There are more than 5,750 hospitals in the United States. In 2012, they treated nearly 36 million patients. Millions more were treated on an outpatient basis at the nation’s more than 15,000 urgent care centers and other health care clinics. And a new type of healthcare facility, the retail health clinic, is springing up in big box stores and strip malls. These clinics are used by those seeking vaccinations, diagnoses and treatment of minor ailments and injuries, and physicals for sports or camp. In 2012, Walmart had about 140 in-store clinics, CVS Caremark operated over 500 MinuteClinics, and Walgreens was in charge of 350 Take Care clinics. In addition, regional retail clinics, such as Tennessee’s Doctors Express, are jumping into the market.
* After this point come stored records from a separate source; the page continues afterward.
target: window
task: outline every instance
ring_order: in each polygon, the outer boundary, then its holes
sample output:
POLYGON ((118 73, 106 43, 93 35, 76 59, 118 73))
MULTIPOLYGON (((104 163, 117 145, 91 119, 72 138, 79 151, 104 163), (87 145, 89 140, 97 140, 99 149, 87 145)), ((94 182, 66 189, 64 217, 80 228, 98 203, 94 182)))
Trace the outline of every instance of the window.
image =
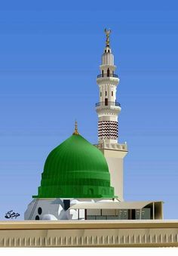
POLYGON ((41 213, 42 213, 42 209, 41 209, 41 207, 39 207, 39 208, 38 208, 38 214, 40 215, 40 214, 41 214, 41 213))
POLYGON ((107 69, 107 76, 109 76, 109 68, 107 69))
And the number of retail health clinics is expected to double nationwide by 2016.
Traditionally, hospitals and health clinics have been fierce competitors. However, with the full implementation of the Affordable Care Act, a.k.a. Obamacare, a sea change is taking place in the healthcare industry. Around 30 million newly insured people are expected to put overwhelming pressure on hospitals and emergency rooms in the next few years. But according to a recent study by the global consulting firm Accenture: “For stretched hospital operators, the answer may lie in an unexpected place, and one that, until recently, was considered a rival: retail health clinics…. Many [hospitals] are operating at close to full capacity, with little chance of meeting the coming surge in demand. Now, the very clinics once perceived as rivals may represent a key tool for managing patient volume while more conventional health providers focus on higher acuity and more complex treatments.”
In response to the competitions posed by retail health clinics, pediatric and primary care centers are using physician assistants and nurse practitioners to expand their hours and provide greater access. However, Rae Bond, executive director of the Chattanooga-Hamilton County Medical Society warns that patients should not substitute retail health clinics for primary care physicians: “There is huge value in having a standard primary care home, especially for pediatrics. They have your records, they know what your medicine allergies are.” Whatever the case, experts predict the influx of new patients to the healthcare system will create a physician shortage by 2020. There is little doubt that healthcare facilities, from walk-in clinics to traditional hospitals, will see their patient loads increase in the coming years.